In this article, we will look at the concept of data stream management, how it works, and the main features of the system. We also look at the data stream model and continuous query processing.
Data stream management issues
Today in computer networks, a very fast-growing number of network applications, the volume, and speed of network traffic. As a consequence, computer networks have several problems associated with the optimization of network traffic, network infrastructure, network performance, and more. An example of this would be a fairly common situation where the system’s incoming data exceeds the ability to process them.
When such a problem arises, if nothing is done, due to the limitation of incoming data, the size of the queues on the network lines will greatly increase and will eventually exceed the size of the buffers of the corresponding means of communication.

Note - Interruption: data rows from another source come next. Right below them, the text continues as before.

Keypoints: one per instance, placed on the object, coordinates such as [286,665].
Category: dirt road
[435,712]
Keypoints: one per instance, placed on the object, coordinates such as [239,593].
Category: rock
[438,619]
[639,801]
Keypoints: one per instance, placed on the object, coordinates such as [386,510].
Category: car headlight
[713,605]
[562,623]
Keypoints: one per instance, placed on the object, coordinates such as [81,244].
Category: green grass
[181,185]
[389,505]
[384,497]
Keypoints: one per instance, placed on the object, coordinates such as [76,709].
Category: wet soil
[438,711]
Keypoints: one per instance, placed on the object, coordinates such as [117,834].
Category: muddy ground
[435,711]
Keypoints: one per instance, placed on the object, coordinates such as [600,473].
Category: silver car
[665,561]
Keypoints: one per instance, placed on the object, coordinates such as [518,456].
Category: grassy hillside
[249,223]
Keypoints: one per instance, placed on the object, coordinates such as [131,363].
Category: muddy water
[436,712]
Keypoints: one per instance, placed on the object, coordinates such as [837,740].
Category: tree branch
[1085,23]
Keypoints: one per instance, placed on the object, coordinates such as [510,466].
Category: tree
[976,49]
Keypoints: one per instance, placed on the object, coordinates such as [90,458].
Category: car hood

When this happens, units of data arriving at nodes for which there is no free buffer space will be discarded and later retransmitted. This results in a problem where, as the incoming load increases, the actual throughput decreases and the transmission delays become extremely high.
The Data Stream Management System is designed precisely to prevent such failures and to facilitate uninterrupted streaming data exchange.

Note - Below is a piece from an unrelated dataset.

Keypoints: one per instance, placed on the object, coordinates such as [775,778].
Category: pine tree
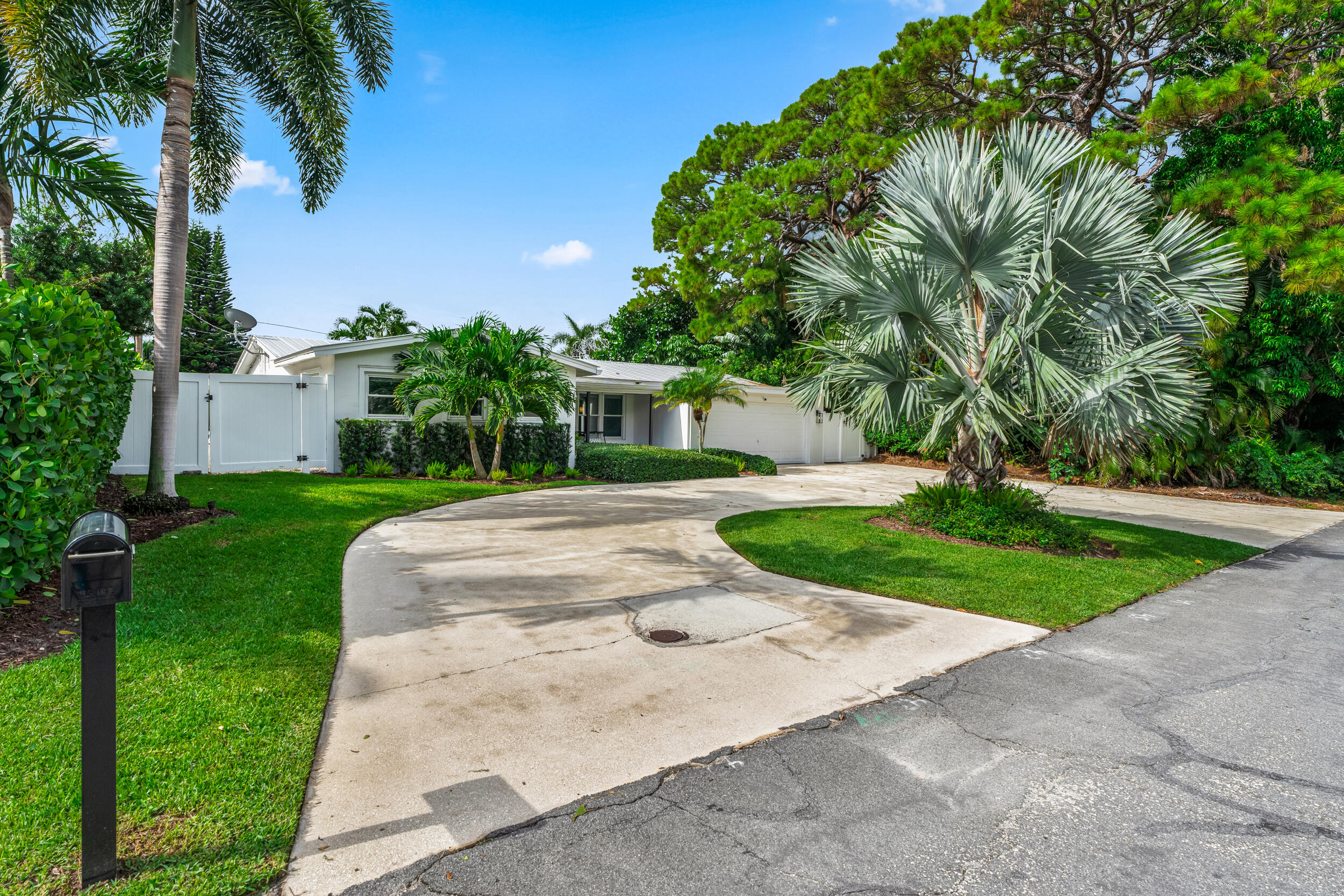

Features of data stream models
The concept of “data streams” is relatively recent, and the field is developing very rapidly.
A data flow is a sequence of ordered (timestamped or not) pieces of information continuously arriving in real-time. As a rule, data streams arrive at a very fast rate and it is very difficult to organize their arrival, and because of memory limitations, it becomes difficult to store streams as a whole.

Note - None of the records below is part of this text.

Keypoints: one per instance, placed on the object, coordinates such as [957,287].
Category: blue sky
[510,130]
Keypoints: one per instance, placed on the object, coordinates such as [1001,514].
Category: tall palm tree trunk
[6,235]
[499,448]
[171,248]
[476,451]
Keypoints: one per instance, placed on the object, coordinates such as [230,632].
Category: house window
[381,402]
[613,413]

The data flow model is somewhat different from the usual relational data model, and has its features:
- Data items in a stream arrive in real-time
- The system has no control over the ordering of data stream elements
- The streams are not limited in size
- Once a data stream element has been processed, it is excluded from the stream or is archived, and it must be stored in memory for later retrieval
Principle of the data stream management system
DCMS differs slightly from traditional database management systems in that, in DCMS, you can make continuous queries concerning continuous data streams that enter and leave the system in real-time, with only data stored in RAM for the duration of the processing and various data, such as stock exchange data or network traffic, can enter the system.
The general principle of DCMS can be described as follows:
- The input monitor regulates the intensity of the input, and if the system cannot handle large incoming streams some data is omitted.
- Data is typically stored in three memory sections: temporary working memory, result memory, and static memory, where metadata is stored.
- Continuous queries are logged in the query repository, and along with that, one-time queries on the previous state of the thread can also be executed.